The material is fresh and far from cliché. It's a rapacious delight to hear about the time she got caught teaching her little sister a bath-towel dance she learned from her neighbor's TV, and her mother, a model of Eleanor Rooseveltian propriety, called it "vulgar" with the weight of years of suffrage in her voice. Or how, as a little girl, she wished for a pair of pink slippers with rhinestones and feathers, only to have her commie daddy knock it down with a typical response: "Pooch," he said, "that's capitalist bait." Hedrick has said that her parents are strictly forbidden to watch the show. You can see why, since the topic of genitalia is unavoidable, as is sodomy, of course, and Brazilian waxes and a peacock feather used for her pleasure. (Another reason why she might not allow her parents to see the show is her impersonations, accelerated to the point of lampoonery, of them, along with her best friend, the chain-smoking Giselle, an avatar of the Hindu goddess of sex and love, Kali.)
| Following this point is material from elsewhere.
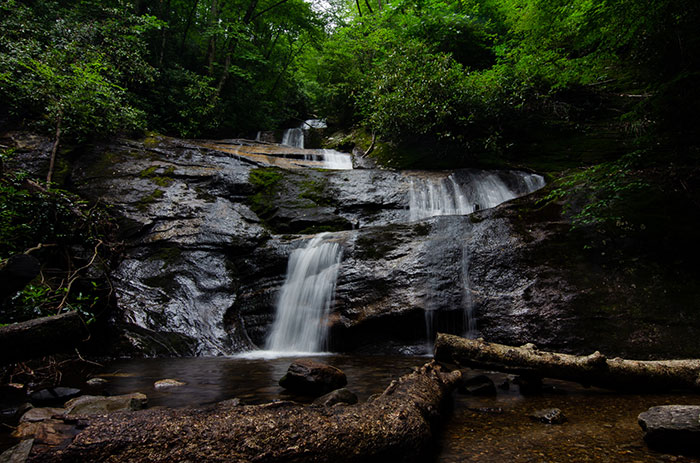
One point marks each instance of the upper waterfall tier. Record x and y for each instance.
(467, 191)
Hedrick starts out fighting off Tony the Italian sodomite and recalling how tenets of feminism seem to have faded as she's gone from beau to beau. Bouncing between red logic and red lipstick, she longs for anal sex and the city. A self-proclaimed feminazi (but lacking the bitchiness) in the throes of a post-post-feminist culture (post-post for its disdain toward high-maintenance women and the mores of the shoe-obsessed), Hedrick confesses her struggles with her image, with the inequities between men and women in relationships, with fair representations in Cosmo, and for an equal opportunity to be a wanton. She can't stand the guy-dependent Cosmo readership and doesn't want to "be treated right by her man." After anxiously waiting weeks for Tony to call back, she visits her therapist, who advises her to get a pedicure.
Hedrick is hysterical (in the non-Freudian sense) from start to finish. The woman knows how to have fun. She is smart and agonizingly self-aware of her neuroses and her urges for a happily coupled ending. Maybe to her, feminism is having the backbone to admit that women can be fucked up without being labeled misogynistic.